設定が終わり、俺は担当にタブレットを渡す。

担当は内容を見て、俺に問う。


「本当に良いんですか? この設定だと、彼女の記憶が一切なくなるということですよ?」


「あぁ、構わない。」


今の俺は、かおりの隣に立つ資格はない。

それでも俺は、かおりにはずっと笑っていて欲しい。


「それに、彼女が子供を産むって決まったわけでは……。
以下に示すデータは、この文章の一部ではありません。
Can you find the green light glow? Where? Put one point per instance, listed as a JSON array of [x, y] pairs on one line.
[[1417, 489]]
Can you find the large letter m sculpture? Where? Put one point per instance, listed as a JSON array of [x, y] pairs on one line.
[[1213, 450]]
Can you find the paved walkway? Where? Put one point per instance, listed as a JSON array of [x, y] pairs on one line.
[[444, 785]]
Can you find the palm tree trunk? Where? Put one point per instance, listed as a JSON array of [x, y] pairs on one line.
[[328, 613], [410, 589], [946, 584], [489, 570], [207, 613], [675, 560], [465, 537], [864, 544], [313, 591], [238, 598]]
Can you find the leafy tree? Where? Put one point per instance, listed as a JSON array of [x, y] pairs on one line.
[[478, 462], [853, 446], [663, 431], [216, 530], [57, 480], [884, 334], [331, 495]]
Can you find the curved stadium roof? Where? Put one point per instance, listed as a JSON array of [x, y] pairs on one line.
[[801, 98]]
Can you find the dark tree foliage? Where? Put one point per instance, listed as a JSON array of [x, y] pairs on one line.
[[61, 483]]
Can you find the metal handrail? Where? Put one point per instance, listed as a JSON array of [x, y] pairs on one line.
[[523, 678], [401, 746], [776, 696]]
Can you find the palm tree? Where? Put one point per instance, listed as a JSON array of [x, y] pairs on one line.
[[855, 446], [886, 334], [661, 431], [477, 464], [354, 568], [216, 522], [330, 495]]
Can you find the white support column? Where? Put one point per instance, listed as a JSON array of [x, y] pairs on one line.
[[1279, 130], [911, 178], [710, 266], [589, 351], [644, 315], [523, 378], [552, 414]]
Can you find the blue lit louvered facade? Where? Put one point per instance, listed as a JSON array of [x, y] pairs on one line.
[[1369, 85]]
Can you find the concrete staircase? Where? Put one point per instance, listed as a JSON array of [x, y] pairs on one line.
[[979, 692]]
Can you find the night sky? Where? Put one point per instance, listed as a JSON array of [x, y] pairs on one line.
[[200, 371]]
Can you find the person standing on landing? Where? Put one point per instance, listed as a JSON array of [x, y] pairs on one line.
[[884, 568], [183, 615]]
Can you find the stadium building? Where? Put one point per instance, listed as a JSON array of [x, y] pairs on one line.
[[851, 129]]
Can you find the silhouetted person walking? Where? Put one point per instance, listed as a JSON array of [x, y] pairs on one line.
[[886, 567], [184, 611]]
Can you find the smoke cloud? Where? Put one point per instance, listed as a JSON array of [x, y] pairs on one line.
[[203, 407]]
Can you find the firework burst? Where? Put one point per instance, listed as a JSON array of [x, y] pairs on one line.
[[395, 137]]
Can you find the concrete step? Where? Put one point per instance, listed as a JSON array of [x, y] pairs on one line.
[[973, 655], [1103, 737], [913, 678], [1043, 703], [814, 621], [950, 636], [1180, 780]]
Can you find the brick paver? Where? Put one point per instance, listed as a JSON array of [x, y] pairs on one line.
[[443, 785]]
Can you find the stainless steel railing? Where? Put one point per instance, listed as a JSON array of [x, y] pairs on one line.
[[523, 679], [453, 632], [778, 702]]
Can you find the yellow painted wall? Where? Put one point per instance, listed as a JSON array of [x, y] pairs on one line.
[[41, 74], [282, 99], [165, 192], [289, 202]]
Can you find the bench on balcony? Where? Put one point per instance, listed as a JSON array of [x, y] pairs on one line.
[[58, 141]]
あなた、おろして欲しいって言ったんでしょう?」


「……あぁ。その時はその時だ。俺の徳が足りなかったってことで、諦めるさ。」


俺の覚悟に担当も納得したのか、俺を扉へと促した。


俺は、迷うことなく扉を開けた……。





――――――――――――――――――




役所では、担当が不器用な男の行く末を見守っていた。


「まったく、不器用この上ない方でしたねぇ……。」


覗き込むタブレットには、二人の女性が映っている。

かおりと、男の母。


「もう少しよ、頑張って!!」


男の母が、声をからしながらかおりのことを応援する。

そして、4時間後……。


ひとりの男の子が、無事誕生した。


「頑張ったわね……!」


男の母は、涙と汗で顔をぐしゃぐしゃにしながらかおりを労う。

助産師が、かおりのもとに歩み寄る。


「元気な男の子ですよ……。」


その腕には、小さな小さな男の子が抱かれている。


「……あの人に、そっくり……。」


かおりは、満面の笑みを浮かべると、生まれたばかりの我が子を優しく、そしてしっかりと抱き締めた。



「さぁ、今度は幸せな人生になると良いですねぇ……。」



担当は、生まれたばかりの男の子にそう言うと、そっとタブレットの電源を切った。